Food doesn’t get much more comforting than confit.
As explained in this week’s A la Carte edition of Since You Asked, the technique was likely the original way of preserving meat by cooking and then packaging it against contact with air and subsequent spoilage.
I’ve always loved the dark meat of poultry and rich flavors in general, so confit is pretty hard to resist when it’s on order at a restaurant. One of my first brushes — like many people, I imagine — was in the French classic “cassoulet,” a hearty stew of beans, winter vegetables, sausage and confit.
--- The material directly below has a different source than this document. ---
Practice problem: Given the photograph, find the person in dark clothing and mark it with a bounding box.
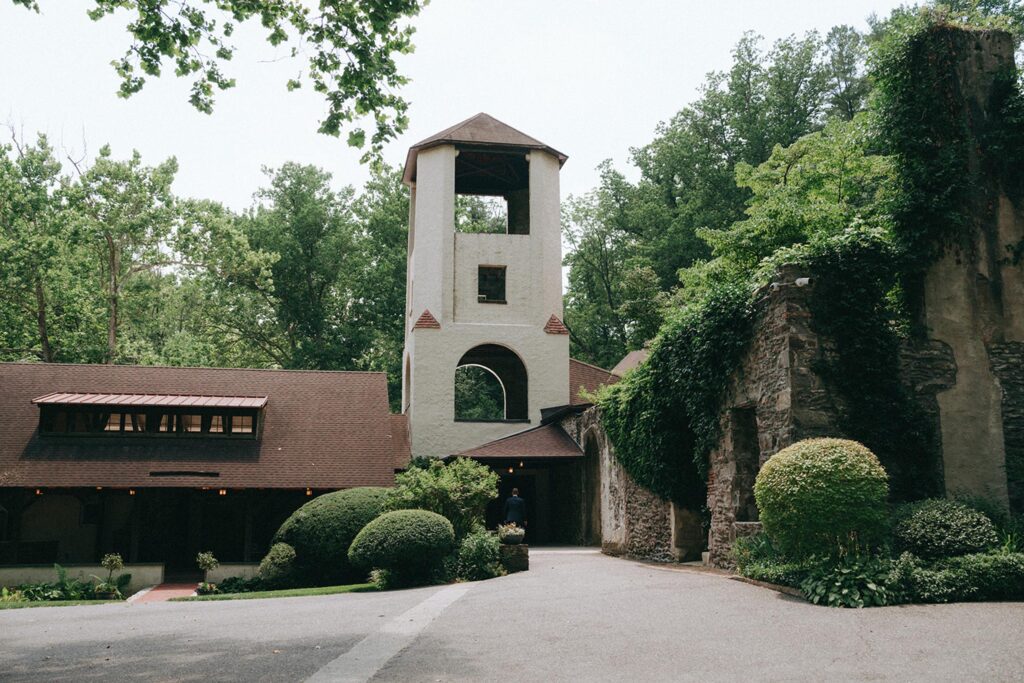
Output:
[505,488,526,528]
But because confit is slow-cooked before storing, little effort and cooking time is needed to make it the star of your plate. This week’s Since You Asked suggested using it to top winter salads, which is exactly the approach I took last week after a chef friend selflessly shared some homemade confit duck legs she had distributed among family and friends for the holidays.
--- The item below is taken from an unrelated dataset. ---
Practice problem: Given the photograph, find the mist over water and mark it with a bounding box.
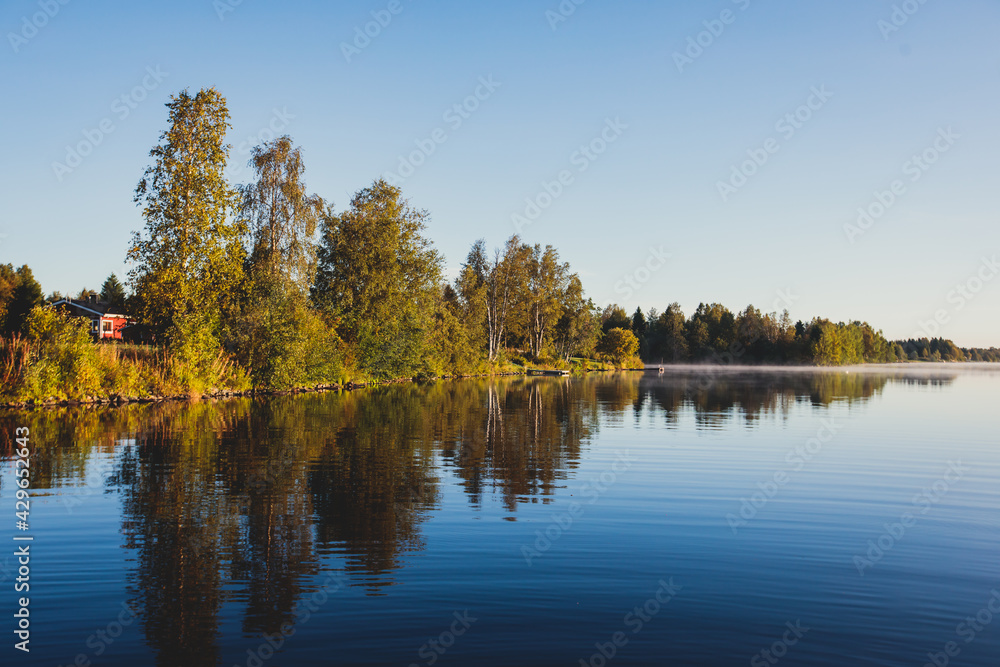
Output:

The first salad utilized a cache of root vegetables that had been exhumed from my garden more than a month prior and had been languishing in my refrigerator awaiting a little TLC. I couldn’t imagine eating such neglected veggies in their raw state, but roasting put an entirely new shine on the beets and baby carrots.
I also roasted half of a golden nugget squash and piled the slightly cooled assortment of cubed beets and squash (I left the carrots whole) atop some crispy leaf lettuce. The confit, my friend told me, only needs to be seared for a few minutes on each side in a cast-iron skillet. A warm cider vinaigrette pulled all the flavors together.
I planned to savor my last duck leg but couldn’t resist pulling it out the following night for another salad, this time of an entirely different sort. I had purchased a jumbo pomegranate, which yielded a good cup and a half of gleaming seeds. Trying to find uses for a 5-pound box of mandarin oranges, I peeled two of the small fruit, sectioned them and tossed those with some of the pomegranate seeds, some toasted walnuts, salad greens and raspberry vinaigrette.
In both cases, I left the duck legs whole. Many people might prefer the meat shredded atop the salad, but because confit is so tender, it just falls off the bone.
If you don’t fancy duck, the confit technique can be applied to just about any meat. I plan to adapt the column’s Turkey Confit recipe to rabbit. With the meat in hand, I’ll be on my way to more simple, seasonal salads.